Im übrigen wird die Widerklage abgewiesen.
Die weitergehende Berufung des Klägers und die Berufung der Beklagten werden zurückgewiesen.
Die Kosten des Rechtsstreits werden dem Kläger zu 9/10 und der Beklagten zu 1/10 auferlegt.
Das Urteil ist vorläufig vollstreckbar.
Der Kläger kann die Vollstreckung der Be-klagten gegen eine Sicherheitsleistung von 33.000,– DM und die Beklagte die Vollstreckung des Klägers gegen eine Sicherheitsleistung von 3.500,– DM abwenden, sofern nicht die jeweilige Gegenpartei Si-cherheit in derselben Höhe leistet.

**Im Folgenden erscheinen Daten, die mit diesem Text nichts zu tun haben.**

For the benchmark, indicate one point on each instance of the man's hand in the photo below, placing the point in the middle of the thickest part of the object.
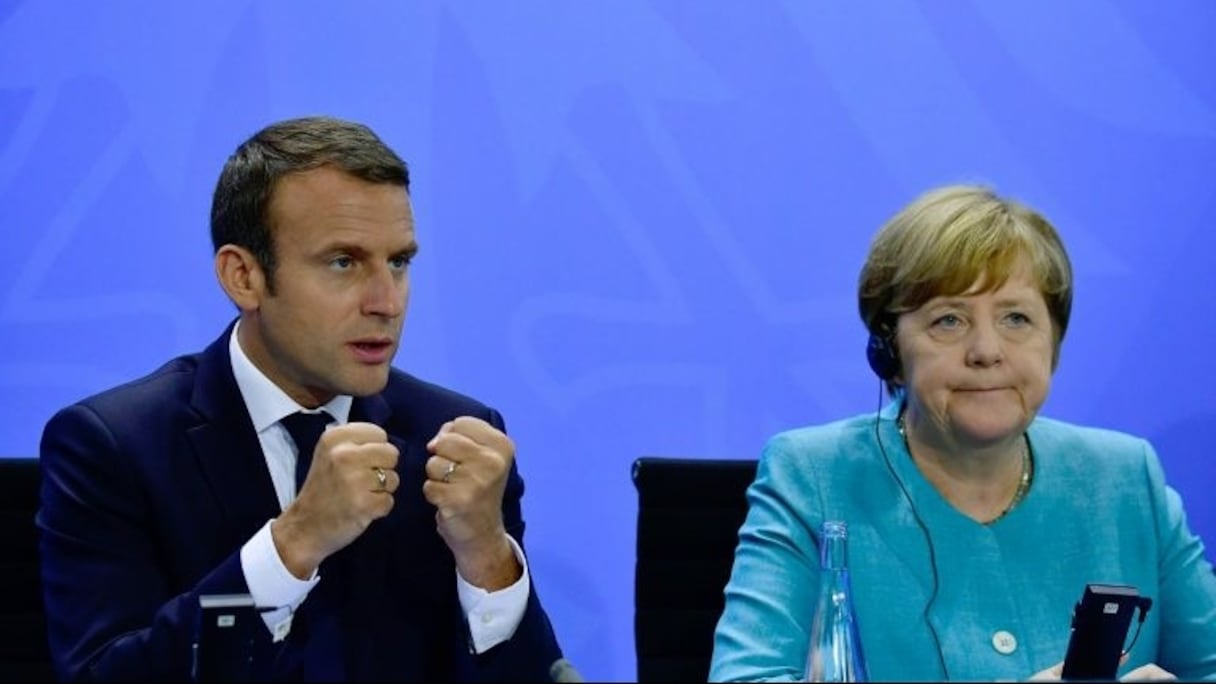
(466, 477)
(341, 497)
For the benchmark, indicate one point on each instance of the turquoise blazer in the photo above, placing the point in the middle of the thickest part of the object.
(941, 596)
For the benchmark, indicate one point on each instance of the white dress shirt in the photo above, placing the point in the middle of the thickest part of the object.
(493, 616)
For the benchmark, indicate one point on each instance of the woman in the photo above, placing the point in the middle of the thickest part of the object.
(974, 523)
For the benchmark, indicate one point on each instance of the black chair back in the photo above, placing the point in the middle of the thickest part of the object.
(24, 655)
(688, 517)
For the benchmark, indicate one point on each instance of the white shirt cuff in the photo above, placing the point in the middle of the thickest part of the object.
(494, 616)
(271, 584)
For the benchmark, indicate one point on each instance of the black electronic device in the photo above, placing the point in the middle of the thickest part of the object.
(1099, 629)
(224, 638)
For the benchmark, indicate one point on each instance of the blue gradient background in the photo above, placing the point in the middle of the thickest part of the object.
(641, 223)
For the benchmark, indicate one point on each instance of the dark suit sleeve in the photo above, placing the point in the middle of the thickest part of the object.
(528, 655)
(111, 614)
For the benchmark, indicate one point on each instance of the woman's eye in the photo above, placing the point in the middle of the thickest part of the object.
(947, 321)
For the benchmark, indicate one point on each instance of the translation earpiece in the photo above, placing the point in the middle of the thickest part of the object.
(882, 357)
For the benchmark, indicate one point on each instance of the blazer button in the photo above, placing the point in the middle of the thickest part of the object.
(1005, 643)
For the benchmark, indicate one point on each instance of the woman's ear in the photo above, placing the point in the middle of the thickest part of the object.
(241, 276)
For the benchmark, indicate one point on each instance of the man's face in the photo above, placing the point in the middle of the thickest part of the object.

Die Sicherheit kann auch durch selbstschuld-nerische Bürgschaft einer deutschen Groß-bank oder öffentlich-rechtlichen Sparkasse erbracht werden.
Tatbestand
Der Kläger macht im Wege der Stufenklage Pflichtteils-ansprüche nach seiner am 11. Juni 1994 verstorbenen Ehefrau G. M. geltend. Die Beklagte ist die Kusine der Erblasserin und von dieser durch notarielles Testament vom 27. November 1989 (UR-Nr.: 3452/1989 des Notars Dr. P. D. in B.-D.) als Alleinerbin eingesetzt worden. Am 15. Juni 1993 traf die Erblasserin privatschriftlich eine weitere letztwillige Verfügung, die mit den Worten „Noch ein Nachtrag zu meinem Testament UR-Nr. 3452/1989” überschrieben ist. Darin heißt es u.a.:
„Mein Mann H. M. erbt nichts. Ich habe in den fast 28 Ehejahren nie einen Pfennig Haus-haltsgeld bekommen. Alles mußte ich für ihn anschaffen und auch noch von meinem Geld be-zahlen. In den fast 28 Ehejahren habe ich nur Schläge bekommen, meine Wohnungseinrichtung hat er ein paarmal kaputtgeschlagen.
…
Mein Mann bekommt lediglich als Erbe seinen Rasierapparat, drei graue Posthosen sowie zwei blaue Posthemden. Das ist mein Vermächtnis an meinen Mann, weil er mich nur gedemütigt, geschlagen und nie einen Pfennig Haushaltsgeld bekommen habe.
…”
In den letzten Lebensjahren der Erblasserin war es zwischen den Eheleuten wiederholt zu Auseinandersetzungen gekommen. Dabei war der Kläger in mindestens fünf dieser Vorfälle auch tätlich geworden und hatte seine Ehefrau geschlagen, nämlich am 8./9. Juli 1989 und am 29. Januar 1994 sowie bei drei weiteren Vorfällen, die vor dem Jahre 1989 lagen. Zumindest am 8./9. Juli 1989 und am 29. Januar 1994 hatte der Kläger auch Mobiliar in der ehelichen Wohnung zerschlagen und mit Geschirr um sich geworfen. Dabei war die Erblasserin von Geschirr im Gesicht getroffen worden. Sowohl nach dem Vorfall vom 8./9. Juli 1989 als auch nach dem Vorfall vom 29. Januar 1994 wurde der Kläger zwangsweise in der Rheinischen Landesklinik untergebracht.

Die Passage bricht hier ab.